A simple, performant re-implementation of AutoVC trained on VCTK.
The original author's repo has not released models which produce the same quality conversions as those presented in the demo. In this repo I aim to get as close as possible to the demo performance and to release the model publicly for any to use.
I use the model definition provided by the original author but use the HiFi-GAN vocoder and its associated mel-spectrogram transform. Concretely, the sample rate is set at 16kHz as in the original model and the number of training steps is increased drastically from that stated in the paper -- from 100k steps to 2.3 million steps. The speaker embedding network is also pretrained on a larger external dataset.
Otherwise, all the hyperparameters are the same as those from the paper, original author repo, or github issues of the original author repo where appropriate. The 3 model components are as follows:
- AutoVC -- trained and loaded in this repo.
- Speaker embedding network -- obtained from the pretrained simple speaker embedding repo using torch hub.
- HiFi-GAN vocoder -- using a pretrained model obtained from the original paper author.
To use the pretrained models, no dependancies aside from pytorch
, librosa==0.9.2
, scipy
, and numpy
are required.
The models use torch hub, making loading exceedingly simple:
Step 1: load all the models
import torch
device = torch.device('cuda' if torch.cuda.is_available() else 'cpu')
# Load the pretrained autovc model:
autovc = torch.hub.load('RF5/simple-autovc', 'autovc').to(device)
autovc.eval()
# Load the pretrained hifigan model:
hifigan = torch.hub.load('RF5/simple-autovc', 'hifigan').to(device)
hifigan.eval()
# Load speaker embedding model:
sse = torch.hub.load('RF5/simple-speaker-embedding', 'gru_embedder').to(device)
sse.eval()
Step 2: do inference on some utterances of your choice
# Get mel spectrogram
mel = autovc.mspec_from_file('example/source_uttr.flac')
# or autovc.mspec_from_numpy(numpy array, sampling rate) if you have a numpy array
# Get embedding for source speaker
sse_src_mel = sse.melspec_from_file('example/source_uttr.flac')
with torch.no_grad():
src_embedding = sse(sse_src_mel[None].to(device))
# Get embedding for target speaker
sse_trg_mel = sse.melspec_from_file('example/target_uttr.flac')
with torch.no_grad():
trg_embedding = sse(sse_trg_mel[None].to(device))
# Do the actual voice conversion!
with torch.no_grad():
spec_padded, len_pad = autovc.pad_mspec(mel)
x_src = spec_padded.to(device)[None]
s_src = src_embedding.to(device)
s_trg = trg_embedding.to(device)
x_identic, x_identic_psnt, _ = autovc(x_src, s_src, s_trg)
if len_pad == 0: x_trg = x_identic_psnt[0, 0, :, :]
else: x_trg = x_identic_psnt[0, 0, :-len_pad, :]
# x_trg is now the converted spectrogram!
Step 3: vocode output spectrogram:
# Make a vocode function
@torch.no_grad()
def vocode(spec):
# denormalize mel-spectrogram
spec = autovc.denormalize_mel(spec)
_m = spec.T[None]
waveform = hifigan(_m.to(device))[0]
return waveform.squeeze()
converted_waveform = vocode(x_trg) # output waveform
# Save waveform as wav file
import soundfile as sf
sf.write('converted_uttr.flac', converted_waveform.cpu().numpy(), 16000)

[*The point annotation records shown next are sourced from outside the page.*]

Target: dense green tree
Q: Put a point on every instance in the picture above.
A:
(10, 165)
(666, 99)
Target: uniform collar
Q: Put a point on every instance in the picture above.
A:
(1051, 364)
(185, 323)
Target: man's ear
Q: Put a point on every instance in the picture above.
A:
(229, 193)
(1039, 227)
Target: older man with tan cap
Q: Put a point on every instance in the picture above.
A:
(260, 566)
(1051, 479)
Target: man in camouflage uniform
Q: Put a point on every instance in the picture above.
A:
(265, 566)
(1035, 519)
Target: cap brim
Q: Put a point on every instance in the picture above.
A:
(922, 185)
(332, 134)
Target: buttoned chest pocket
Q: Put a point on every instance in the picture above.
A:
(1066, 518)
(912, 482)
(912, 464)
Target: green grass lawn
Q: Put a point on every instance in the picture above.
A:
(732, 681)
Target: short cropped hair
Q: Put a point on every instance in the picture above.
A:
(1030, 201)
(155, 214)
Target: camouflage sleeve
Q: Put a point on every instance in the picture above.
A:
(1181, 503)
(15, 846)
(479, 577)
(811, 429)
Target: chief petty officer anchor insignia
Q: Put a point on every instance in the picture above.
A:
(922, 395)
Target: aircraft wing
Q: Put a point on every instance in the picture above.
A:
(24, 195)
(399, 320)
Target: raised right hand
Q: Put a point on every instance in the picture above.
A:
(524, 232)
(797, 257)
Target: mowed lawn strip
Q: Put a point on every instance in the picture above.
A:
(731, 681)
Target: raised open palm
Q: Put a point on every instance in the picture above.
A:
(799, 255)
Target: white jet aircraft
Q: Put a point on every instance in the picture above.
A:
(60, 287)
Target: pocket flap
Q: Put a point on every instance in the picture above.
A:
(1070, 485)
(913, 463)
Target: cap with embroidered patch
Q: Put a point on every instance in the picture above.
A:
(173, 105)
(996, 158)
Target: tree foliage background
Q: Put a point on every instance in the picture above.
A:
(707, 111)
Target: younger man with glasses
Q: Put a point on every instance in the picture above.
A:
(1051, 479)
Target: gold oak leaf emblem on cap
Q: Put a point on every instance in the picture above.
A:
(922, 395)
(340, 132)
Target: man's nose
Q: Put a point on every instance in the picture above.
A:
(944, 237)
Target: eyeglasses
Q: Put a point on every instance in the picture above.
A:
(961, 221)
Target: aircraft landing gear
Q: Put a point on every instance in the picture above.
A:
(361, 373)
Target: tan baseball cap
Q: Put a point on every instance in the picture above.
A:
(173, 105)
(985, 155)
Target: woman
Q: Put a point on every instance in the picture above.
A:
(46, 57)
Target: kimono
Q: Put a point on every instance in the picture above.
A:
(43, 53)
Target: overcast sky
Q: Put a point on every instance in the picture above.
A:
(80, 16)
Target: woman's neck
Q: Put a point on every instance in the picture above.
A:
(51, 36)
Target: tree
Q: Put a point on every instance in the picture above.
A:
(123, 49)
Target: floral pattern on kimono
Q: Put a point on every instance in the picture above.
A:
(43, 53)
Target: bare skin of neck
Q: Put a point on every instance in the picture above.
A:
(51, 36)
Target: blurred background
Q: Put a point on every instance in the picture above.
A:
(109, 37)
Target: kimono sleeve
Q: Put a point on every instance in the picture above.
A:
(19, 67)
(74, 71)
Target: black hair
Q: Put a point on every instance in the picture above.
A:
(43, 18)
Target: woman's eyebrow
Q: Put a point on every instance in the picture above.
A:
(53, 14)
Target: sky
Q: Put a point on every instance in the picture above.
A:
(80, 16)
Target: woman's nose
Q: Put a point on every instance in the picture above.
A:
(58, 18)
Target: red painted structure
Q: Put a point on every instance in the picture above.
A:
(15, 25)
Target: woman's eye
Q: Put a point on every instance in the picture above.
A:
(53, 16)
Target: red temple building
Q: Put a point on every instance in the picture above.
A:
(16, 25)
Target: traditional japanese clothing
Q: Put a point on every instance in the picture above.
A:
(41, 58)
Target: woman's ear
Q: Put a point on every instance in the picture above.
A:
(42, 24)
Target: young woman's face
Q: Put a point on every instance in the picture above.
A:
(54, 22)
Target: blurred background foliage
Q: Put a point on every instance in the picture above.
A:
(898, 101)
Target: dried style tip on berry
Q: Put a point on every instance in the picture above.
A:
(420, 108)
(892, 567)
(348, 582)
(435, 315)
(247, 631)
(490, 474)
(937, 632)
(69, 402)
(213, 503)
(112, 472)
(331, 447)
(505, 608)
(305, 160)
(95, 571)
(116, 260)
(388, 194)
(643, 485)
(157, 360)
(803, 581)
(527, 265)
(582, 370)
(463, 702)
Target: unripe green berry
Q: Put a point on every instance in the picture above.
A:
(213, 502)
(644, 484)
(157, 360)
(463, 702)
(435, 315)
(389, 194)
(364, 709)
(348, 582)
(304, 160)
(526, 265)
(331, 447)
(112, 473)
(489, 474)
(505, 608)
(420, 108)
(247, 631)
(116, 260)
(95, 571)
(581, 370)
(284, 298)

Doing this for the example utterance in the example/
folder yields the following:
- Source utterance: 1.1 raw 48kHz:
source_uttr.mp4
1.2 vocoded 16kHz:
in.mp4
- Reference style utterance:
2.1 raw 48kHz:
target_uttr.mp4
2.2 vocoded 16kHz:
ref.mp4
- Converted output utterance (vocoded 16kHz):
converted_uttr.mp4
Note as well that the input or reference utterance may be speakers unseen during training, or any audio file if you are feeling very brave.
To train the model, simply set the root data directory in hp.py
, and run train.py
with the best arguments for your use case.
Note that train.py
is currently set up to load data in a VCTK-style folder format, so you may need to rework it to your dataset if you use a new one.
You can save time during training by pre-computing the mel-spectrograms from the waveforms using spec_utils.py
, in which case just pass the precomputed mel-spectrogram folder to train.py
as the appropriate argument.
Please see the details in the original repo if you wish to further train it, but it is pretty good and works well even on several unseen languages.
Please see the instructions in the HiFi-GAN repo on how to fine-tune the vocoder. To do this, you would need to generate reconstructed AutoVC spectrogram outputs and pair them with the ground-truth waveforms. HiFi-GAN fine-tuning will then use teacher forcing to make the vocoder better adapt to AutoVC's output. Remember to set the sampling rate to 16kHz for this step, as the default for HiFi-GAN is 22.05kHz.